Wells Fargo & Co. leapt past Countrywide Financial Corp. to become the biggest U.S. residential mortgage servicer.
The San Francisco-based conglomerate reported its managed servicing portfolio ended the third quarter at $1.35 trillion, taking the top spot from Countrywide, which reported its ending portfolio at $1.24 trillion.
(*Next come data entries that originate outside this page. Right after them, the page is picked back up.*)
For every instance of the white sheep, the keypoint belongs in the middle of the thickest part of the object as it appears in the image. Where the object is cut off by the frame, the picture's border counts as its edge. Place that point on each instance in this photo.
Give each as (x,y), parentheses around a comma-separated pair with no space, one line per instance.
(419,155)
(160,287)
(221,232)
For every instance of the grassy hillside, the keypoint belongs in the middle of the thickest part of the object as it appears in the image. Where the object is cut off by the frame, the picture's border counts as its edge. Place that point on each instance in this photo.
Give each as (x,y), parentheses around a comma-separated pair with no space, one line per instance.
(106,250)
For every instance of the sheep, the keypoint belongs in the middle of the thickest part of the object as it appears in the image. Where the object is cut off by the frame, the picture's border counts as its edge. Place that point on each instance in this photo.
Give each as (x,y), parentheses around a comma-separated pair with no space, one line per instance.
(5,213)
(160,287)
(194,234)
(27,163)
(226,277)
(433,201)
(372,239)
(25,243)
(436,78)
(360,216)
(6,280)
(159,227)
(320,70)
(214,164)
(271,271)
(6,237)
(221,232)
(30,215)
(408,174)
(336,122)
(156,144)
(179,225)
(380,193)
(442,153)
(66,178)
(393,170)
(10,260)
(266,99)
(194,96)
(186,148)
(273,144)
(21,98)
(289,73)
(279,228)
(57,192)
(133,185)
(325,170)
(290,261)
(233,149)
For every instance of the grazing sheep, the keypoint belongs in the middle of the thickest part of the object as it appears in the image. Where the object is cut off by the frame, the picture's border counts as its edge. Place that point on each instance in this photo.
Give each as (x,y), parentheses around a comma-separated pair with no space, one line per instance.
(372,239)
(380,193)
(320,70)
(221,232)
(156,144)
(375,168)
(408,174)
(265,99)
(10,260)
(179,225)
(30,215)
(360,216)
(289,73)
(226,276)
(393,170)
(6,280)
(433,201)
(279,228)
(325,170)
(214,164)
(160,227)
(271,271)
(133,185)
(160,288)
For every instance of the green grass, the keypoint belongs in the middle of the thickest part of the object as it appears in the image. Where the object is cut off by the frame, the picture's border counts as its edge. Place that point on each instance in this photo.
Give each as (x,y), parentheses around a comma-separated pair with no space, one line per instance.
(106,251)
But Countrywide still holds the title of biggest residential lender, reportedly funding $113.7 billion during the period. Wells' reported production of $104 billion left it again as the second biggest mortgage banker, while Washington Mutual ranked third at $45.7 billion. (http://www.mortgagedaily.com/sFundings.asp?spcode=pr)
Volume at all three companies was down from the second quarter.
Accredited Home Lenders Holding Co. warned investors about earnings.
The San Diego-based lender announced it probably won't reach the previously-reported $4.50 per share, citing "increasing turbulence in the nonprime mortgage market."
Accredited said loan originations didn't increase as anticipated, while price competition and product contraction has prevailed this year. (http://www.mortgagedaily.com/AccreditedEarnings101906.asp?spcode=pr)
Despite the overall slowdown in real estate finance, Alt-A business is booming.
Driven by affordable mortgage demand, Alt-A RMBS volume was up 33 percent from the first quarter to the second quarter, an S&P report indicated. Securitizations were up 50 percent from a year earlier.
Nationstar Mortgage LLC announced a new call center in Cincinnati that will house 150 new jobs. The nonprime lender was recently acquired by Fortress Investment Group LLC for more than $0.5 billion. (http://www.mortgagedaily.com/Mergers071706.asp?spcode=pr)
But Lender Network 1-2-3 didn't fare so well. The mortgage lead company is in the process of a "winding up period" required under North Carolina law for the purposes of dissolution, the firm's attorney told MortgageDaily.com.
"The company hopes that it will be able to honor its remaining obligations to its employees and its creditors through the collection of outstanding accounts receivable or the liquidation of the company's few physical assets," the attorney said.